While increasing workloads, electronic records also raise patient expectations. Doctors are really on the hook for everything in the record, and have to act as if they know everything in it. Similar expectations apply to coordination of care. Head nurse Diane L Gilworth said, “Patients think we talk to each other much more than we do.” The promise of EHRs and information interchange hasn’t been realized.
New monitoring devices and the movement for a patient centered medical home will add even more data to the mix. I didn’t ask a question during the session (because I felt it was for clinicians and they should be the ones to have their say), but if I could have posed a question, it would be this: one speaker reminded the audience that the doctor is liable for all the information in the patient’s record. But the patient centered medical home requires the uploading of megabytes of data that is controlled by the patient, not the doctor. Doctors are reluctant to accept such data. How can we get the doctor and patient to collaborate to produce high-quality data, and do we need changes in regulations for that to happen?

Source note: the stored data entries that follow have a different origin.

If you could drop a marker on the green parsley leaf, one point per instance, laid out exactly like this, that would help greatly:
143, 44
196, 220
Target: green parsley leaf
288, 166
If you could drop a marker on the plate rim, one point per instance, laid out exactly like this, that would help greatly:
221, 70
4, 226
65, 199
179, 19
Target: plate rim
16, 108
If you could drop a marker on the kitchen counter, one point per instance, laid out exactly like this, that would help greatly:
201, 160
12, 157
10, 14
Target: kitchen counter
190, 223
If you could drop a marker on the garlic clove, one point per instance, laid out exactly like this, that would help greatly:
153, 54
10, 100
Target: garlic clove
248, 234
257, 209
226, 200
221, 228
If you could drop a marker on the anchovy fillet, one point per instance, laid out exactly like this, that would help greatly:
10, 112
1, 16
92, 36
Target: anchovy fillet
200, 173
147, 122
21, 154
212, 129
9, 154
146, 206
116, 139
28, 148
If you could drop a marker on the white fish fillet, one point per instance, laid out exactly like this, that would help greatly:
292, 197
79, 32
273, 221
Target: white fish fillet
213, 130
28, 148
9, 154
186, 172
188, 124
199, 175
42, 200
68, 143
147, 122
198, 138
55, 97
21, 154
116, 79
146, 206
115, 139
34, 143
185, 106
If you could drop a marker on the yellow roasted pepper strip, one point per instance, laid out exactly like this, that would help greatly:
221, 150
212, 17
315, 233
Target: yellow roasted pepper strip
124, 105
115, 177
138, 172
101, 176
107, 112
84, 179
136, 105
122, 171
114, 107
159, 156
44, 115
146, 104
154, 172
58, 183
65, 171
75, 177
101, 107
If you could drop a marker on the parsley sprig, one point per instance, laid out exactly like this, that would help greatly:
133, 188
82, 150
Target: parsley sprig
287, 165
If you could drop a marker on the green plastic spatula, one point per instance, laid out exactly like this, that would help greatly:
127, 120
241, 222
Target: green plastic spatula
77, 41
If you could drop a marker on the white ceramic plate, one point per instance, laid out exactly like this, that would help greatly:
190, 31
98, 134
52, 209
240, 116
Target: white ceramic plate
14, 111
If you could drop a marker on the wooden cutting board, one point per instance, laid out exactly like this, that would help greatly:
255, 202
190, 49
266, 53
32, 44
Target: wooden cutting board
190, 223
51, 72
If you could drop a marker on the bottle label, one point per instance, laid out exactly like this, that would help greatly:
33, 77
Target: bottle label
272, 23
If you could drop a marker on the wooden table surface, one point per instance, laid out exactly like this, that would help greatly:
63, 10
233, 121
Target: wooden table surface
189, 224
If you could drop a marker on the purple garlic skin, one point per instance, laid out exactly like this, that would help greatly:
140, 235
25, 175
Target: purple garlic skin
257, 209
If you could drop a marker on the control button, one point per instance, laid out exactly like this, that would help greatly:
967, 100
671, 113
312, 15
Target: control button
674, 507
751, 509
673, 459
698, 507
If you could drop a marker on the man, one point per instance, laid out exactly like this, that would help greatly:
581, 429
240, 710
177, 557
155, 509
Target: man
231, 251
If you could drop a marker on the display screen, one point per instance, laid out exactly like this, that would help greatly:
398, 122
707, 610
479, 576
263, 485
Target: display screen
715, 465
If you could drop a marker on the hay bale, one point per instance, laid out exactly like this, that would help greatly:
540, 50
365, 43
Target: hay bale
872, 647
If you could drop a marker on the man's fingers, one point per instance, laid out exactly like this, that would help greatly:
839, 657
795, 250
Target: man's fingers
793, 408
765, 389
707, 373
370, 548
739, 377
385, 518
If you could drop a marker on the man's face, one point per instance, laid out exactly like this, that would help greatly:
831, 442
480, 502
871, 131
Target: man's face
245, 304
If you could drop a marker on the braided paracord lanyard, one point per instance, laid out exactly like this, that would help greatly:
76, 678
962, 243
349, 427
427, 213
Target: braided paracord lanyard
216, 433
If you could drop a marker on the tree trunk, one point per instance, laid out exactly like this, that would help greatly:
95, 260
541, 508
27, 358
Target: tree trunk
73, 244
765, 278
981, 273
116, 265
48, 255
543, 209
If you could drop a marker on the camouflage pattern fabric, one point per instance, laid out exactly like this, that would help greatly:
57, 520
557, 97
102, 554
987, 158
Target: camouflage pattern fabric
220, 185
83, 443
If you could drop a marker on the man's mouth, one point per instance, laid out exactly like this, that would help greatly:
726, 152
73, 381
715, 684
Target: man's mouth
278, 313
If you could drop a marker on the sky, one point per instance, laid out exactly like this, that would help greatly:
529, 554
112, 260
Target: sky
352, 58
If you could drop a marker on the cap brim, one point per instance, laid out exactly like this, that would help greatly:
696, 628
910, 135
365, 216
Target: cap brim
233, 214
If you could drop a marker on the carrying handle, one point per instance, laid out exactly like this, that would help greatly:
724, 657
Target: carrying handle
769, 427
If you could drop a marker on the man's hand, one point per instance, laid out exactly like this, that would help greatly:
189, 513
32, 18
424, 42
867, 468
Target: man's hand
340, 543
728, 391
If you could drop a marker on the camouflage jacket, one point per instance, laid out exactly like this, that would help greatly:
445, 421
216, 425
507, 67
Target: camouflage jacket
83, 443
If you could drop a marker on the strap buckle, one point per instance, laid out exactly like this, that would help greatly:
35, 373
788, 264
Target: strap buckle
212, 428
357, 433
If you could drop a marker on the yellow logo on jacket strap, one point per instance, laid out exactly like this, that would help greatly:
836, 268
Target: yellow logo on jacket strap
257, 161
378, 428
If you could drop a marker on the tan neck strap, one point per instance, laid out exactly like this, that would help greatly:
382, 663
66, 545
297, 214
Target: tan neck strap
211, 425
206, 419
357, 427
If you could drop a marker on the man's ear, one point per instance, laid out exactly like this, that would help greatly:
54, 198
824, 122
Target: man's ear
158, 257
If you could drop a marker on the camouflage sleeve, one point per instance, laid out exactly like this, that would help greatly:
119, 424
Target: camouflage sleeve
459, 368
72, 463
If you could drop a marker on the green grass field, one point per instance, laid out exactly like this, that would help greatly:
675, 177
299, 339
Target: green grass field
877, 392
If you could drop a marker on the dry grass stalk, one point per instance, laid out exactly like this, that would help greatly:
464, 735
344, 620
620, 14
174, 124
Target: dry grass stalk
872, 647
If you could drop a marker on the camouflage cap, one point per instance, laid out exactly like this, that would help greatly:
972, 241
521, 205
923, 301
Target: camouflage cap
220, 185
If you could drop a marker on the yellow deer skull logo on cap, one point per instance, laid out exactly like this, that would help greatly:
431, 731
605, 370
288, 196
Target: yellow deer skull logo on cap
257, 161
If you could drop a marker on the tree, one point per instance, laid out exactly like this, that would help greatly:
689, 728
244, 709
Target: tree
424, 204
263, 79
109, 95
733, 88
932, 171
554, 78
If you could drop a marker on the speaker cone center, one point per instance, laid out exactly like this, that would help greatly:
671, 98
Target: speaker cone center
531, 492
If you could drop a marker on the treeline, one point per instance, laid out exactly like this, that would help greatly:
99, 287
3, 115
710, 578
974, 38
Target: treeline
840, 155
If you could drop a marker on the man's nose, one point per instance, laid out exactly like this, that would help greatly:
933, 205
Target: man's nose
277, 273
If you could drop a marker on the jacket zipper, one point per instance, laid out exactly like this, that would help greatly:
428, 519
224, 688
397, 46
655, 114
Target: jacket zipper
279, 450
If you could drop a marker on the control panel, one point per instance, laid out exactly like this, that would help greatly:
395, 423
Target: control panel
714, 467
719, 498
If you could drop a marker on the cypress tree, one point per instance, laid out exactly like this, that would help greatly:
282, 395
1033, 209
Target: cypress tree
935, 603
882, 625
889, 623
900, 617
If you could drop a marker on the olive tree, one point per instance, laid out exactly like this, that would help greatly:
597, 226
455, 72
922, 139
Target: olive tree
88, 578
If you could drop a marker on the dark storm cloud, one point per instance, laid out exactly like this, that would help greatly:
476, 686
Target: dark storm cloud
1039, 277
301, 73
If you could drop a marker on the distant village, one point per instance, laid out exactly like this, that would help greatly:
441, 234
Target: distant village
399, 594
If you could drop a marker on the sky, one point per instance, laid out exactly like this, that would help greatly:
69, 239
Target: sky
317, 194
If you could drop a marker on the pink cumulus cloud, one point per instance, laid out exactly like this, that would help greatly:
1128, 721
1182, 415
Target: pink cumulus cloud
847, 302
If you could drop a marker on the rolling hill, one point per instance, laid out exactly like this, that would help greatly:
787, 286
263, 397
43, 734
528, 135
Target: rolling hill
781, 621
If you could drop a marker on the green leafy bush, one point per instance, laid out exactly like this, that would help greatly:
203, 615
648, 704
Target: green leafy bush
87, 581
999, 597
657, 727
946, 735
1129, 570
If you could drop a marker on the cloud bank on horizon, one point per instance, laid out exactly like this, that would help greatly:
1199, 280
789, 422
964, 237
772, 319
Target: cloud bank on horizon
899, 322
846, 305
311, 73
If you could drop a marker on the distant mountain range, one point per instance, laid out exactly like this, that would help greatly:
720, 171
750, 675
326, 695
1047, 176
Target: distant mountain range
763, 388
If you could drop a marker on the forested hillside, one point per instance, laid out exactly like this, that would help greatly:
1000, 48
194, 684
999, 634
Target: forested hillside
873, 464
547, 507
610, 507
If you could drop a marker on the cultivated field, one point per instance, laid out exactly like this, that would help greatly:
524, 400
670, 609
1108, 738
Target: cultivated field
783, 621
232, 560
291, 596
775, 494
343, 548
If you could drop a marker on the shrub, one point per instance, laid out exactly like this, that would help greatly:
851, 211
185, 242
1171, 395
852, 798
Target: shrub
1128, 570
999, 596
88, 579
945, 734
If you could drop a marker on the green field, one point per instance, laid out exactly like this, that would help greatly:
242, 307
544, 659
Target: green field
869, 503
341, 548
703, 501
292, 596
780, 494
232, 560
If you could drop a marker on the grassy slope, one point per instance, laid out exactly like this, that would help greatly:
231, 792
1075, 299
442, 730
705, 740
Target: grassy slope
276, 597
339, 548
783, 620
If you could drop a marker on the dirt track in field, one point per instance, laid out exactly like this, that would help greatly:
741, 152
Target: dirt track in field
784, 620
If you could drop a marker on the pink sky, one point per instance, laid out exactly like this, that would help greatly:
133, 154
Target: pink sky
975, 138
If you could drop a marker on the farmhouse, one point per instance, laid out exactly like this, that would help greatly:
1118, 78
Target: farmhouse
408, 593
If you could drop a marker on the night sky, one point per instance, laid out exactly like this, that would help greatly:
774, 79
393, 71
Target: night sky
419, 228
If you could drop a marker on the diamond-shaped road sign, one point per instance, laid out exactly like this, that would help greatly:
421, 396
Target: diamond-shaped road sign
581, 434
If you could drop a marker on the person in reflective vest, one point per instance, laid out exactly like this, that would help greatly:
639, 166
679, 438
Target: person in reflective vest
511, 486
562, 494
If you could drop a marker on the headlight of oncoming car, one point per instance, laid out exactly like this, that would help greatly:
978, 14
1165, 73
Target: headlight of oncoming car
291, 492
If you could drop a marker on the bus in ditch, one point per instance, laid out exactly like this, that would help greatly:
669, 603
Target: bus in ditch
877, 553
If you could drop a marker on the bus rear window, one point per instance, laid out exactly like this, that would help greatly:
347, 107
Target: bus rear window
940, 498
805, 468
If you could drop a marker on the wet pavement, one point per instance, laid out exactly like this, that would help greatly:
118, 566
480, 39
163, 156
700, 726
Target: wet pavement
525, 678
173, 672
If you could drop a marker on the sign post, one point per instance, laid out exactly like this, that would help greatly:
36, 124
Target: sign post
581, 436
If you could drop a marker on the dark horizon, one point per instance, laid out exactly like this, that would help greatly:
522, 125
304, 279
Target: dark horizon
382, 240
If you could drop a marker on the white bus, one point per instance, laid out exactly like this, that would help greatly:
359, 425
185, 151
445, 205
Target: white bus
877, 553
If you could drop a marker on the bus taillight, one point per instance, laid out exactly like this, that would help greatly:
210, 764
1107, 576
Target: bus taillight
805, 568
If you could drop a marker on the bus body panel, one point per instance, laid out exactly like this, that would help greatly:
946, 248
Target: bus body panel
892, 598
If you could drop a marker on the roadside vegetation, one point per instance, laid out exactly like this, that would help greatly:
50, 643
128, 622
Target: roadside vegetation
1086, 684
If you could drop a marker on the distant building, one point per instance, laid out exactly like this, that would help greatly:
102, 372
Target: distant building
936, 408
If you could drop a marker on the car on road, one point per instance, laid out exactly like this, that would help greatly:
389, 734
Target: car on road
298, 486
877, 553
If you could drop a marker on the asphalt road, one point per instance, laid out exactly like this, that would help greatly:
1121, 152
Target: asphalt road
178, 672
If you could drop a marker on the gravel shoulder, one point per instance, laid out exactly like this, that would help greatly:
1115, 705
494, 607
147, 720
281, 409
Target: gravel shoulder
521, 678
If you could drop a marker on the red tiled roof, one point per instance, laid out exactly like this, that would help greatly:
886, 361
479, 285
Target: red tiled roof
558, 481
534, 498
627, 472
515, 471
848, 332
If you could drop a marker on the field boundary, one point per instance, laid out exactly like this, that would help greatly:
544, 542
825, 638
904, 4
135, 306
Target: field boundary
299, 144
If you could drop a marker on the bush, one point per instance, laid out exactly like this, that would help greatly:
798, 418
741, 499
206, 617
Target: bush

A plea for an old-fashioned relationship
One theme bubbled up over and over at yesterday’s meeting The clinicians don’t want to be dazzled by more technology. They just want more time to interview patients and a chance to understand them better. Their focus is not on meaningful use but on meaningful contact. If EHRs can give them and their patients that experience, EHRs are useful and will be adopted enthusiastically. If EHRs get in the way, they will be rejected or undermined. This was an appropriate theme for a panel organized by the Schwartz Center for Compassionate Healthcare.
That challenge is harder to deal with than interchange formats or better I/O devices. It’s at the heart of complaints over workflow and many other things. But perhaps it should be at the top of the EHR vendors’ agendas.